Senate Majority Leader Chuck Schumer (D-NY) doubled down on his rejection of House Republicans’ debt limit bill Monday, accusing the GOP of risking default and vowing to hold Senate hearings to “expose the true impact” of the legislation.

Schumer wrote in a “Dear Colleague” letter that the Senate would begin examining the bill, which passed in the House last week, in a Budget Committee hearing Thursday.

“This bill was hastily drafted and forced through the House at a break-neck speed,” Schumer wrote, arguing it was not vetted in a House committee the way bills typically are.

“The Senate will show the public what this bill truly is,” he continued. “Beginning this week, our Committees will begin to hold hearings to expose the true impact of this reckless legislation on everyday Americans.”

The Limit, Save, Grow Act, which Democrats have nicknamed the “Default on America Act,” would raise the debt ceiling through early next year in exchange for deep spending reductions.

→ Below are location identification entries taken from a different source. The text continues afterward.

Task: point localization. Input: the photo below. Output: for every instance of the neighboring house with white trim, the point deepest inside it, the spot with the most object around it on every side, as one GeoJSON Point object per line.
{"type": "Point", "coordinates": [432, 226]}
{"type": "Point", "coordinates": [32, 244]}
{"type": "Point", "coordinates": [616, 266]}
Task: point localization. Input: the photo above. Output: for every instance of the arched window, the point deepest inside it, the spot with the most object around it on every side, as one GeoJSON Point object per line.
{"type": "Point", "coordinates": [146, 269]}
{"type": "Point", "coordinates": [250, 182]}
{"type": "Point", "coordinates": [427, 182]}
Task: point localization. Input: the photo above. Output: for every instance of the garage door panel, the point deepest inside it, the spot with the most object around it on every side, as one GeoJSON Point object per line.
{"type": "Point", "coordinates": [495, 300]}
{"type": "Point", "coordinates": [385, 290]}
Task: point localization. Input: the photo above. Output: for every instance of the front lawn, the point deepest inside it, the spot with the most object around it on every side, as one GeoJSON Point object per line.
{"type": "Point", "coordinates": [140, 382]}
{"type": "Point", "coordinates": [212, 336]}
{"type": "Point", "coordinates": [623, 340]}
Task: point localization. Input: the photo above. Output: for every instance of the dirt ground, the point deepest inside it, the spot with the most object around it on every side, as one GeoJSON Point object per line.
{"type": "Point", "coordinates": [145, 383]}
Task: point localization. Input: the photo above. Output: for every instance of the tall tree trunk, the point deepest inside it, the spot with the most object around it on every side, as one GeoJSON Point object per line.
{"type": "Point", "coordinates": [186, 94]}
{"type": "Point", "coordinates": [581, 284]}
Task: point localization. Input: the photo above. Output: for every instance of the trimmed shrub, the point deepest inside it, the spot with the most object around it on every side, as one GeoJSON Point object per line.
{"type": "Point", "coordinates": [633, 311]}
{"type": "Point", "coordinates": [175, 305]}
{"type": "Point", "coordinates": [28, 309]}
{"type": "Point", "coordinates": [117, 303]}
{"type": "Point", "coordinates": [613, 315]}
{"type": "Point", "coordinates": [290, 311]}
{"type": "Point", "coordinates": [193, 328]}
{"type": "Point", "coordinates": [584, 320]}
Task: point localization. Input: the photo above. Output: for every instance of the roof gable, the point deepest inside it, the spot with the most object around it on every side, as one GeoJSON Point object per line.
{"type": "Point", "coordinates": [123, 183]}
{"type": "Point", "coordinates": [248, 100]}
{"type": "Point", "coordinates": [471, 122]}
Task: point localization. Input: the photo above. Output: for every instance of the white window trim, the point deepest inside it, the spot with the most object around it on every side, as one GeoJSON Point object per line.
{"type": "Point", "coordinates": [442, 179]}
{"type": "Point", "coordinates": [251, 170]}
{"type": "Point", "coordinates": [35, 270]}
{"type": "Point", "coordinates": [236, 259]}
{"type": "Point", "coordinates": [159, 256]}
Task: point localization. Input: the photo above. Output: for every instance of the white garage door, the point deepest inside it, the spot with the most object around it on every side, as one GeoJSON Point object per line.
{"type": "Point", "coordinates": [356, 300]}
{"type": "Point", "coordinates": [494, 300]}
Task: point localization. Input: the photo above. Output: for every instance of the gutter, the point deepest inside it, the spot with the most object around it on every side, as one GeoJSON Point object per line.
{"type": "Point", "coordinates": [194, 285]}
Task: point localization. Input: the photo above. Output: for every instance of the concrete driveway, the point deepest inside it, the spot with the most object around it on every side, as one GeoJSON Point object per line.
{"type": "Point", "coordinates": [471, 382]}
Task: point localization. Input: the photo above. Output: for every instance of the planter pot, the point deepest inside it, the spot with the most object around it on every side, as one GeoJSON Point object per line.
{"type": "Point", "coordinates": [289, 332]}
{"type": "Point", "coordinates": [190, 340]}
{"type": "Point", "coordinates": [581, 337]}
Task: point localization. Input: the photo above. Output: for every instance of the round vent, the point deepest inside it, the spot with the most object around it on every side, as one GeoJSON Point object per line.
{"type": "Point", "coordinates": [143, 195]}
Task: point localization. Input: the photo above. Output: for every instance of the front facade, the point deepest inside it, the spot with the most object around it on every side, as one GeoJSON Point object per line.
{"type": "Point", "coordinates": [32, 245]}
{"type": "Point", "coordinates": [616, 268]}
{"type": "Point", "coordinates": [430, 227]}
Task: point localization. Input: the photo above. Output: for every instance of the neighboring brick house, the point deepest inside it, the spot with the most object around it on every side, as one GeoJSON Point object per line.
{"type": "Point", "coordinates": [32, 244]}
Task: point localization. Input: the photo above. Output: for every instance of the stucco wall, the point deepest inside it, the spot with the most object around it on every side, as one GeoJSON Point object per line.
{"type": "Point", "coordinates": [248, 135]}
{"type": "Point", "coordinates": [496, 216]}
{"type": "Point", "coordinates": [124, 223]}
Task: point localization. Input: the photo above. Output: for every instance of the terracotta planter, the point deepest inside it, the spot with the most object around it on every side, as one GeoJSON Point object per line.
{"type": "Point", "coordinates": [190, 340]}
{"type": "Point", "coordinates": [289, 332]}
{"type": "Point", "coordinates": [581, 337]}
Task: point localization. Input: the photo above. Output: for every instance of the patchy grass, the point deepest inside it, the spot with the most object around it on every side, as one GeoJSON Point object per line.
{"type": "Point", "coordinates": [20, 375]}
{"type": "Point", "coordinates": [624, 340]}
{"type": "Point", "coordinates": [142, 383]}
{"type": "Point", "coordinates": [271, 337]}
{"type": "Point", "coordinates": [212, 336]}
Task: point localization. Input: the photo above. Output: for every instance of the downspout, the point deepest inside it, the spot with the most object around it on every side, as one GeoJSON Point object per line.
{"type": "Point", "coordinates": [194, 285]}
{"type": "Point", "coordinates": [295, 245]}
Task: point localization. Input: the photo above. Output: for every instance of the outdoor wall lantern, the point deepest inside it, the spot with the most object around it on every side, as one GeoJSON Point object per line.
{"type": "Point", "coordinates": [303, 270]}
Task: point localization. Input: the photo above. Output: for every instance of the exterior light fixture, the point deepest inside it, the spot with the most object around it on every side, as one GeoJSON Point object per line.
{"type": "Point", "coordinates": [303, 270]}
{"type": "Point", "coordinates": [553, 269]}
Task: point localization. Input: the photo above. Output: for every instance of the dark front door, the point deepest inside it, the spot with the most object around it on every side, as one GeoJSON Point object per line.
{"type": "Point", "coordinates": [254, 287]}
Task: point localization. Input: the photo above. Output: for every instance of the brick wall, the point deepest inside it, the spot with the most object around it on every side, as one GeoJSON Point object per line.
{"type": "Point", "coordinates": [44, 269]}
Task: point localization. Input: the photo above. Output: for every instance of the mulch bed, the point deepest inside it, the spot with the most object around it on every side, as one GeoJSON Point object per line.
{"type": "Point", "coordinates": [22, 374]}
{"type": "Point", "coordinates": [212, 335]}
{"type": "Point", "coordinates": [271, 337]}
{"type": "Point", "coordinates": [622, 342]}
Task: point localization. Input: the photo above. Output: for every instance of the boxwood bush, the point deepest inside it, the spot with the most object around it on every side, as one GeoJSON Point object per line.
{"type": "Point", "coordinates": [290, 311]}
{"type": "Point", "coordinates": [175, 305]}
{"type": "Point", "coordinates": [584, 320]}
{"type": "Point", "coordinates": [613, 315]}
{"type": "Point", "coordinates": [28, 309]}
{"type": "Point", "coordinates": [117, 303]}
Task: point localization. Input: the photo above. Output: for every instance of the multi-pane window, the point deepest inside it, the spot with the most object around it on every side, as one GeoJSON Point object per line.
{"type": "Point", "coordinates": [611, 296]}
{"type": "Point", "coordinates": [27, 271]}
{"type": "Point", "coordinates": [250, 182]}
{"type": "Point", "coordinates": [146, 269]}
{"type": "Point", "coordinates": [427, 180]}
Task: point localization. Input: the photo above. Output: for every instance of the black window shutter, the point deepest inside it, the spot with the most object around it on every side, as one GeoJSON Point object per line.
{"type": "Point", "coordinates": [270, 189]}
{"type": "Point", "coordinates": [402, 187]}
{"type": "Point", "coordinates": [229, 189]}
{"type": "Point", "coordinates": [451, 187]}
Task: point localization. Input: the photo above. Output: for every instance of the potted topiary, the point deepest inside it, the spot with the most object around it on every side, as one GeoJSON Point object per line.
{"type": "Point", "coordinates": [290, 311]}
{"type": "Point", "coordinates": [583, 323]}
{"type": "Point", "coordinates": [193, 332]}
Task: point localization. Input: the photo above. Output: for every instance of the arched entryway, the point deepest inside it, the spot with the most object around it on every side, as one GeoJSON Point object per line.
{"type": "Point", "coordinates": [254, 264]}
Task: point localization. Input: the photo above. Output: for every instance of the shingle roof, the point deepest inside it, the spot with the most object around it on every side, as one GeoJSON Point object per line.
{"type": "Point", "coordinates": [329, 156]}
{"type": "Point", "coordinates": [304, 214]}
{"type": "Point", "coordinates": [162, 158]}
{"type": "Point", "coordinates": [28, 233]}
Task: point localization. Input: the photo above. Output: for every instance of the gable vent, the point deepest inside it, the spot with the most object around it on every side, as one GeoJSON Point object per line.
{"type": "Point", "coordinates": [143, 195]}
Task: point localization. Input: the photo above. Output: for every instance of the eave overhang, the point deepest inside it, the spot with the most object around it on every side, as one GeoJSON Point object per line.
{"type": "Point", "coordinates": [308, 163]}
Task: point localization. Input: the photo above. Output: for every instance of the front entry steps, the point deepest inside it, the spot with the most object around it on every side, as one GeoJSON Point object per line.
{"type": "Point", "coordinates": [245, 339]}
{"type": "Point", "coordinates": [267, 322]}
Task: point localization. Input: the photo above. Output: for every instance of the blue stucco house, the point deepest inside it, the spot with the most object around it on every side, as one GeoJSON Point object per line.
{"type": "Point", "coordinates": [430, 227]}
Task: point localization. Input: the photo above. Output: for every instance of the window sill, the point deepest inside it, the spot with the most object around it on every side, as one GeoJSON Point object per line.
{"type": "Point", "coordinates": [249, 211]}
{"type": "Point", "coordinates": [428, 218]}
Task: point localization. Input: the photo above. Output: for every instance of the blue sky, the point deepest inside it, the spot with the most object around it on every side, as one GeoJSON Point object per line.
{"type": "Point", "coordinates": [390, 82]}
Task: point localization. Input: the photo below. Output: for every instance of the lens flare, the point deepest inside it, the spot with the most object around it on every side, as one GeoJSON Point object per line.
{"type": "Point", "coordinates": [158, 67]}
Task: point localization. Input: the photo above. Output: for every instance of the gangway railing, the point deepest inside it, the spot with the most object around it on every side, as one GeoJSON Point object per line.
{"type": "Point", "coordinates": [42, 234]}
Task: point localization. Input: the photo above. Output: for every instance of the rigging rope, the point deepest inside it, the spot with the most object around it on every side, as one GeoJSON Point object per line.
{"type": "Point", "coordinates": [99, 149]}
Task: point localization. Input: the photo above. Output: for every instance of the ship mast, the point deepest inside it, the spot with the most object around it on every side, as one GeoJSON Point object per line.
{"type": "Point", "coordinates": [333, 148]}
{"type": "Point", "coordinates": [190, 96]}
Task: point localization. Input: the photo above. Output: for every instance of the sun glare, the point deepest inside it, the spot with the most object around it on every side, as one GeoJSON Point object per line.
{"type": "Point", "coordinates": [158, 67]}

The bill would block President Joe Biden’s student loan bailout, rescind recent funding to the IRS, repeal climate-related parts of the Inflation Reduction Act, enhance work requirements for welfare recipients, and more. The cuts would save the government an estimated $4.8 trillion over the next ten years, according to the Congressional Budget Office.

Biden and Schumer are aiming to cleanly increase the debt limit, that is, raise it without conditions.

Senate Majority Leader Charles Schumer, D-N.Y., and President Joe Biden, are seen during The CHIPS and Science Act of 2022 bill signing on the South Lawn of the White House, which provides funding for the semiconductor industry, on Tuesday, August 9, 2022. (Tom Williams/CQ-Roll Call, Inc via Getty Images)

Senate Majority Leader Charles Schumer and President Joe Biden are seen during a bill signing on the South Lawn of the White House, August 9, 2022. (Tom Williams/CQ-Roll Call, Inc via Getty Images)

The Treasury Department has warned of “economic catastrophe” should the nation reach its borrowing capacity, a scenario that could occur as early as this summer if the House, Senate, and White House do not agree to suspend or raise the limit in time.

Biden has said he will not negotiate with House Speaker Kevin McCarthy (R-CA) on the matter, while Schumer has vowed that the House bill is dead on arrival in the Senate, despite Schumer offering no viable alternative.

Schumer also warned to his colleagues of “real, dramatic impacts” the bill would have on Americans:

The DOA would gut Medicaid for over 20 million Americans, rip away SNAP benefits for over a million recipients and eliminate Pell grants for tens of thousands of American students every year.

The DOA would cut critical funding to nearly all sectors of American life meaning fewer jobs, higher costs, and leaving policemen, first responders, border patrol, and our brave veterans all hanging out to dry.

Schumer claimed, “If anything, the MAGA House Republicans’ actions have increased the likelihood of default. … If Speaker McCarthy was a serious good-faith negotiator, he would not have let extremists take him hostage and move this debate in the wrong direction.”

While many, including McCarthy, admit the Limit, Save, Grow Act will not be the final bill to address the debt ceiling given Schumer’s and Biden’s opposition to it, passage of the bill has ramped up pressure on the Democrat leaders to meet with the speaker to compromise on a deal.

Several Democrats in both the House and Senate have also begun urging the two chambers and Biden to begin talks amid the House GOP successfully uniting around a plan.